Following the pattern discussed above, Khayam should be considered a minimalist as well, though he seems to be diverging from this path in his late works. The first signs of the formation of this new process in his composition can be observed in the album Thousand Acacias. In this album, the pieces are named sonnets (ghazal); sonnet 1, sonnet 2, etc., which point to the literary references of these pieces. This album consists of nine pieces and the composer has tried to arrange them close to one another with regard to their form. Khayam is more conservative in this work, and less expressive. Although the play with the conventional forms of classical music is sometimes heard and rhythm variation is among the dominant characteristics of his work, all the games of the composer are pre-designed, organised and unified and are heard as a cohesive literary work. 

Following Khayam's move towards more complex compositions and more lengthy pieces, he has composed a cello concerto in three movements in the album Strings, which is vastly different from his previous work.

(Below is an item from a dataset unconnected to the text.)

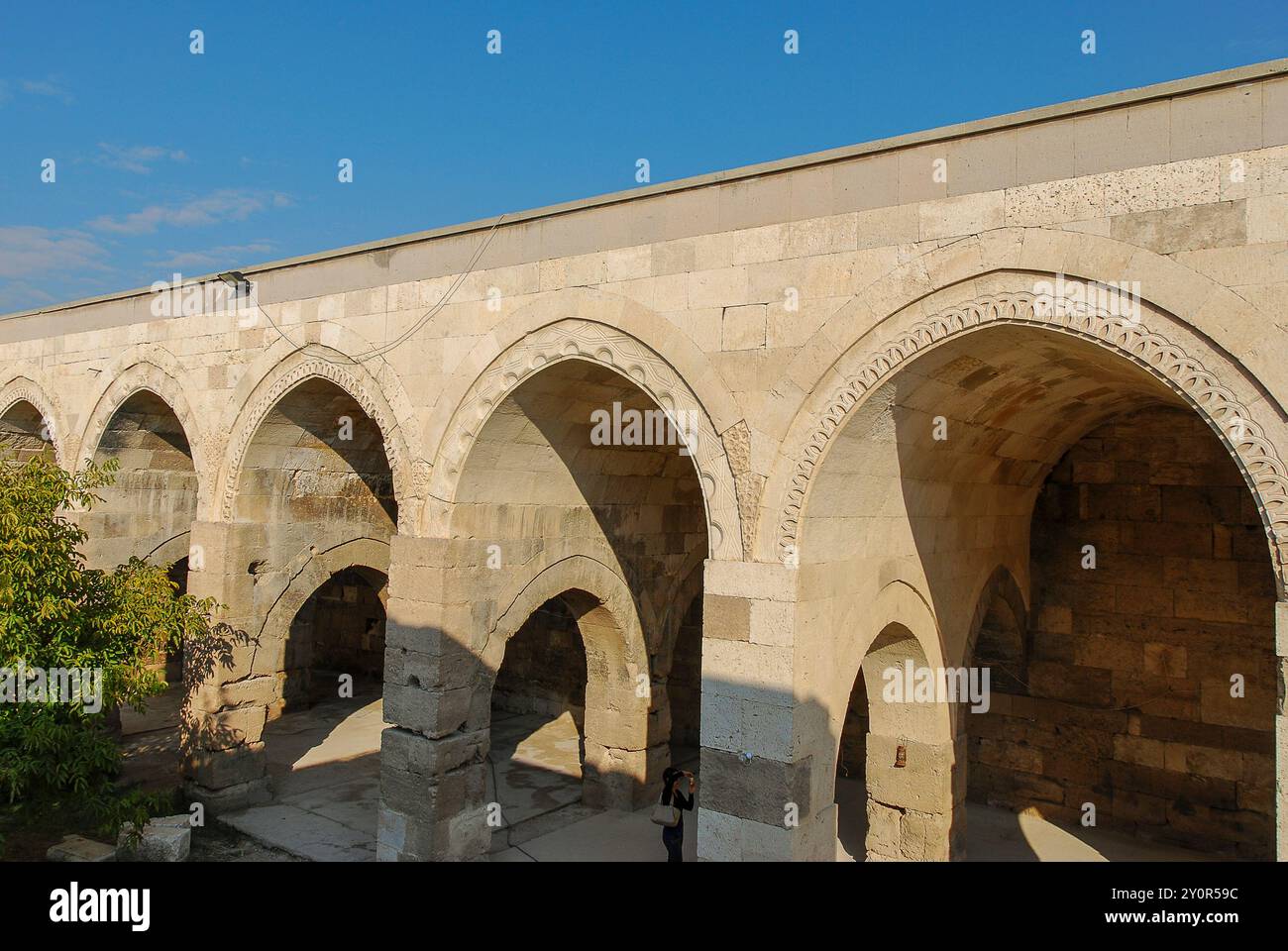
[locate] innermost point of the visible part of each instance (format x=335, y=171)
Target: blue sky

Generally, in this album we do not come across Khayam's sweet and familiar solo piano and we are dealing with a mature composer who intends to present more abstract music. In other words, he intends to discover new sounds through the combination of several different musical patterns and presents more developed compositions. In this album and in the cello concerto, the musical patterns borrowed from the Far East, in connection with Western classical music and fragments from background music create a more complex musical composition in comparison to the other works of the artist. The difficulty of understanding this album might not be pleasant for some and might decrease his regular audience numbers; it has however, attracted the attention of another spectrum of listeners. This concerto is a complete composition and promotes him from being a composer pianist to a dexterous composer in the creation of multi-movement, more complex works. 

In the end, it seems that, through his progress in diverging from existent clichés and approaching a more abstract expression with stronger composition, Khayam is going through a process which shall in the future yield valuable musical works in Iran.